From Queries to Cards: Re-ranking Proactive Card Recommendations Based on Reactive Search History

Proceedings of the ACM International Conference on Research and Development in Information Retrieval (SIGIR2015) |

Published by ACM - Association for Computing Machinery

Publication

The growing accessibility of mobile devices has substantially reformed the way users access information. While the reactive search by query remains as common as before, recent years have witnessed the emergence of various proactive systems such as Google Now and Microsoft Cortana. In these systems, relevant content is presented to users based on their context without a query. Interestingly, despite the increasing popularity of such services, there is very little known about how users interact with them.

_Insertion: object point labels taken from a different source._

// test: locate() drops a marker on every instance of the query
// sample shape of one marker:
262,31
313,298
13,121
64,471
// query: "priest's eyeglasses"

In this paper, we present the first study on user interactions with information cards. We demonstrate that the usage patterns of these cards vary depending on time and location. We also show that while overall different topics are clicked by users on proactive and reactive platforms, the topics of the clicked documents by the same user tend to be consistent cross-platform. Furthermore, we propose a supervised framework for re-ranking proactive cards based on the user’s context and past history. To train our models, we use the viewport duration and clicks to infer pseudo-relevance labels for the cards. Our results suggest that the quality of card ranking can be significantly improved particularly when the user’s reactive search history is matched against the proactive data about the cards.